Dabney had been hiring information assistants for twenty-two years and her instincts were spot-on; despite smelly lunches and body odor, Dabney had never actually had to fire anyone. As soon as she met Riley Alsopp and noted his excellent handshake and heard his pleasant speaking voice and took in his brilliant smile, and his needlepoint belt featuring hammerhead sharks (“My mother made it for me”) and the copy of One Flew Over the Cuckoo’s Nest under his arm (“I’ve decided to go back and read the classics this summer”), Dabney’s mood instantly improved. She knew there would be no reason to interview any other candidates. When they were finished with Riley, she could go home and take a nap.
She sat Riley Alsopp down, brought him a cold bottle of water, admired his thick brown hair and his tapered fingers and his battered boat shoes, and asked the standard first question.
“Why do you want to work at the Chamber of Commerce, Riley?”
She closed her eyes for a second and thought: Please do not say, “Because I want to work in town.” Please do not say, “Because it seems easy.” Please do not say, “Because I worked as a waiter at the Languedoc last summer and I got caught stealing from the till.” Please, please, please do not say, “Because Celerie Truman is my girlfriend and we thought it would be fun to work together.”
He took a breath and laughed a little. “I guess there’s only one reason.
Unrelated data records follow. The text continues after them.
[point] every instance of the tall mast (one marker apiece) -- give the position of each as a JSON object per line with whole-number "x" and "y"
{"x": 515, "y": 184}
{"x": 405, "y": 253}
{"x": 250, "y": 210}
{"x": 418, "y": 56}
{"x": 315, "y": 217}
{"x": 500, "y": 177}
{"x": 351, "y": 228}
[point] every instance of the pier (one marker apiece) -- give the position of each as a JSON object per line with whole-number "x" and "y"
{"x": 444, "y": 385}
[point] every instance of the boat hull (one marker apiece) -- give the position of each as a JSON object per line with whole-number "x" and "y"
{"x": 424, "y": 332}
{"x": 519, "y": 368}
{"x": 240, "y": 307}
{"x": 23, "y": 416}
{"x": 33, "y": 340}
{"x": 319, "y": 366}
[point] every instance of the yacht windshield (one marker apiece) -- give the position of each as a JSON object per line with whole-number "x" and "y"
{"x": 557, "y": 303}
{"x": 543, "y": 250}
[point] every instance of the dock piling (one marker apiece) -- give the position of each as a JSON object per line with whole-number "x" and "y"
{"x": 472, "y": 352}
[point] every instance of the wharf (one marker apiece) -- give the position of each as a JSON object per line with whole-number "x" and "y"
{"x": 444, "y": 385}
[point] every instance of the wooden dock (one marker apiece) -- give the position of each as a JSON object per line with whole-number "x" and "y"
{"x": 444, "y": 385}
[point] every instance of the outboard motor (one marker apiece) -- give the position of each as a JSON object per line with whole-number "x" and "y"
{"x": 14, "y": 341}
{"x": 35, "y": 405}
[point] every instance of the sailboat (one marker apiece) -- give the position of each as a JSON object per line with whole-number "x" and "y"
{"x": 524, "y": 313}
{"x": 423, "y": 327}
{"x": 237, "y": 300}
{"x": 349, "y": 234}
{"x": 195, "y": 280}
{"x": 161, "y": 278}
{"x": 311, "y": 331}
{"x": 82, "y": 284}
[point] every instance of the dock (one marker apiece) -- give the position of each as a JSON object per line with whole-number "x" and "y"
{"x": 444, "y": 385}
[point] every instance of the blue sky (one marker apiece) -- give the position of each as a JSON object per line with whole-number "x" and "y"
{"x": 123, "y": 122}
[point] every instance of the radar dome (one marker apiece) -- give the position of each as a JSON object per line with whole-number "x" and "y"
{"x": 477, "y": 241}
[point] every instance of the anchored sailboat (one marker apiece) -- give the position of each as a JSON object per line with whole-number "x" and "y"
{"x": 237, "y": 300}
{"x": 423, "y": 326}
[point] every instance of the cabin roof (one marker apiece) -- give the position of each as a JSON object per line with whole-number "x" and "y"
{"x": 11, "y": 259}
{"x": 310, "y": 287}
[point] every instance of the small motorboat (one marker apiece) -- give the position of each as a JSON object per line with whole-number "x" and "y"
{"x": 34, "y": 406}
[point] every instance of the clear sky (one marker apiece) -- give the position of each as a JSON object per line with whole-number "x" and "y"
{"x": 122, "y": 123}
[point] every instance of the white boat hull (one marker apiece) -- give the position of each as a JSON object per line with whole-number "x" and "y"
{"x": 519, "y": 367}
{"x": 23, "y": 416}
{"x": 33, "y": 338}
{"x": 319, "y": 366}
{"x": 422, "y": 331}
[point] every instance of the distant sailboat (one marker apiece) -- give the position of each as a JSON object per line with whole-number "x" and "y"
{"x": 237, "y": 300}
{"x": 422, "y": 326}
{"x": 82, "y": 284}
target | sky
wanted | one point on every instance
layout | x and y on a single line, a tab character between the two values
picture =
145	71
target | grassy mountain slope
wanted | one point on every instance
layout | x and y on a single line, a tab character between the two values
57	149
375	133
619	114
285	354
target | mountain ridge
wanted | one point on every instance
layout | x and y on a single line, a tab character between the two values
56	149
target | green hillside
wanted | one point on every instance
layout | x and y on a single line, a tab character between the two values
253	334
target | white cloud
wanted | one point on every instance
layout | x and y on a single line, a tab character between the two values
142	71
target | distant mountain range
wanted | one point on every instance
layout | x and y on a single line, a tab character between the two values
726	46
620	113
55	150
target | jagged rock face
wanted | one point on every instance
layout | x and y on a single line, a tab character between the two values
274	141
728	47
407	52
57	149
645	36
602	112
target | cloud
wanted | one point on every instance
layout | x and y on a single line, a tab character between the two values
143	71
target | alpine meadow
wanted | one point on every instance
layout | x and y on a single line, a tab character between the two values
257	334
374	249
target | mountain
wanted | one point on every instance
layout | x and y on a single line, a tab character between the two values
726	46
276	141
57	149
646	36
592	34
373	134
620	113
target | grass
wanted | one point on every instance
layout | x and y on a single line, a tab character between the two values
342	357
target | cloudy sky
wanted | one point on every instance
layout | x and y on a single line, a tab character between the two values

Because I love Nantucket.”
Dabney beamed at Nina and Nina squinted back at Dabney and gave a nearly imperceptible nod. Dabney knew what Nina was thinking: We have interviewed scores of candidates together and only a handful have ever given us this simple, perfect answer.
Dabney said, “You’re hired!”
“Really?” Riley said. “Just like that? I memorized all these facts and statistics about the island. Don’t you want to hear them?”
“Nope,” Dabney said. “I trust you. But I do have two questions: when can you start and when do you have to leave?”
“I can start tomorrow,” Riley said. “And I go back to dental school on September fifteenth, so I can work until the twelfth or so.”
“Wonderful!” Dabney said. What a bonus! Most information assistants said they could work until Labor Day, but then their grandmother would die sometime around the twentieth of August, and either Dabney or Nina got stuck answering the phone for the remainder of the summer.